Rendezvous with Readeo
By Karen Springen
Feb 25, 2010

With a new subscription site called
Readeo.com, which launches this week, children and adults in different cities
can see live video of each other sharing digital picture books. All that's missing:
snuggling while reading the stories.
So far four publishers—Candlewick Press, Simon
& Schuster, Chronicle Books, and Blue Apple Books—are licensing titles to
Chicago-based Readeo. In return, they receive an undisclosed percentage of
Readeo's revenues-and expose their books to a new audience.

Readeo will charge members $9.95 per month, or
$99.95 per year, for unlimited viewing of all books on the site. Coby
Neuenschwander. founder and CEO of Readeo, declined to estimate how many subscribers
he expects by the end of the year. But he noted that 22.5 million U.S.
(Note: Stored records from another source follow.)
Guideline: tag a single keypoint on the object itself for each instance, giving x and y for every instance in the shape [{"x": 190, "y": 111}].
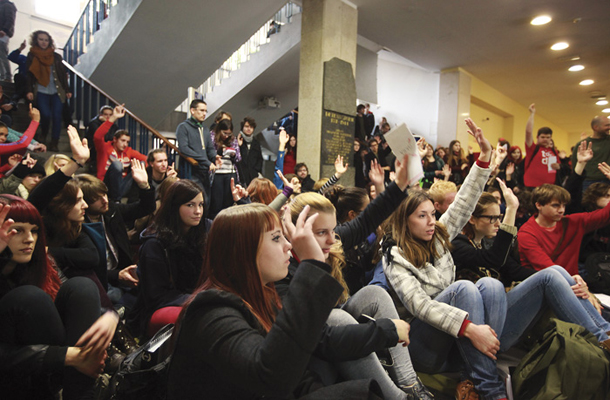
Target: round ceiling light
[
  {"x": 541, "y": 20},
  {"x": 560, "y": 46}
]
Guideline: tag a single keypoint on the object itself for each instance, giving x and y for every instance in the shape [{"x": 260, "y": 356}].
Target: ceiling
[{"x": 494, "y": 41}]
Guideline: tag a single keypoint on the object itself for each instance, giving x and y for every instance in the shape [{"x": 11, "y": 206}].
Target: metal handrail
[
  {"x": 134, "y": 120},
  {"x": 88, "y": 23}
]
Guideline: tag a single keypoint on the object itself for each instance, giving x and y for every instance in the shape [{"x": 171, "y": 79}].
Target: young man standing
[
  {"x": 194, "y": 141},
  {"x": 251, "y": 163},
  {"x": 158, "y": 168},
  {"x": 552, "y": 238},
  {"x": 94, "y": 124},
  {"x": 541, "y": 160},
  {"x": 114, "y": 158}
]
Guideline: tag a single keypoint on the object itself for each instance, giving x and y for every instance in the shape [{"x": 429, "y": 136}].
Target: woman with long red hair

families have children ages eight and younger (his picture book audience).
"There are 70 million grandparents in the U.S. and many divorced families,
military, and traveling business people who are not regularly with the children
they care about," he said.
That audience appealed to publishers who heard
Readeo's pitch. "Everyone who was in the room either could use it themselves or
knew someone who could use it," said Paul Crichton, director of publicity for
Simon & Schuster Children's Publishing.
Another selling point: Readeo's editor, Jenny
Brown. Brown, formerly a children's book editor at HarperCollins and children's
reviews editor at Publishers Weekly,
is currently children's editor of the Shelf
Awareness newsletter.

John Mendelson, senior v-p of sales and digital
initiatives for Candlewick Press, isn't worried about cannibalizing his print
stories for kids under eight. "New people might discover our titles through
this platform and might discover they want the physical book for their home
library," he said. "We see this as a new market for our books." He and other
publishers are not signing exclusive deals with Readeo. "We see it as but one
possible mate in the digital marketplace," said Mendelson.
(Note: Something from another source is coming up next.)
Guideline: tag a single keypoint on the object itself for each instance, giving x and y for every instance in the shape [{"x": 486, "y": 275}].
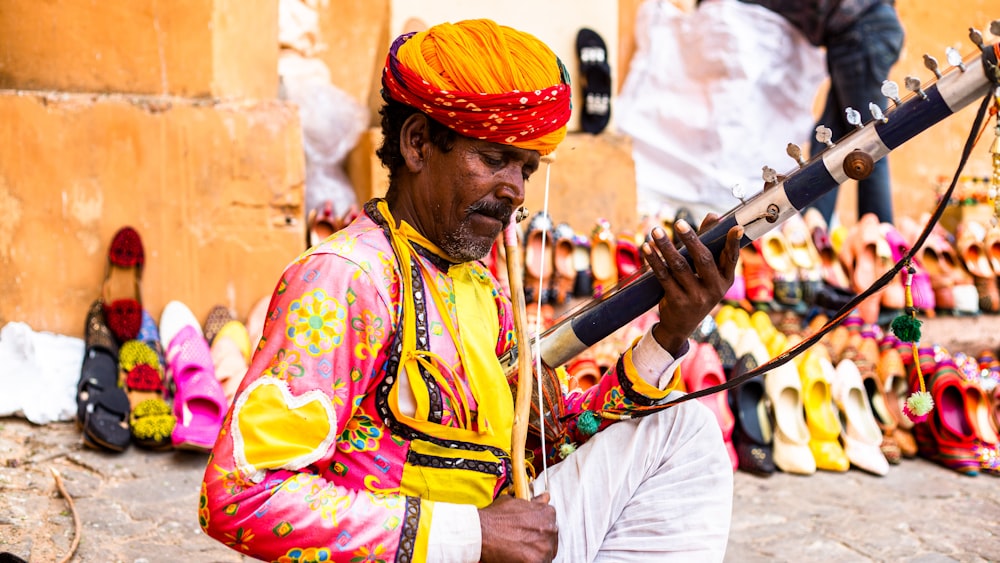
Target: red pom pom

Anyone with a webcam can test the site with a
free look at Readeo's book of the month—Chris Van Dusen's
The Circus Ship. So far only 35 other titles are available, to subscribers
only. But Readeo plans to expand its offerings as it adds publishers and as its
partners work through digital-rights issues.
Readeo's competitors include
Ripple Reader, which
launched last fall,
and lets adults record picture books so kids can listen to their voices over
and over again; and
A Story Before Bed, which lets
adults record audio and video of themselves reading picture books that kids can
watch any time, and which recently
signed a deal with San Francisco publisher Immedium.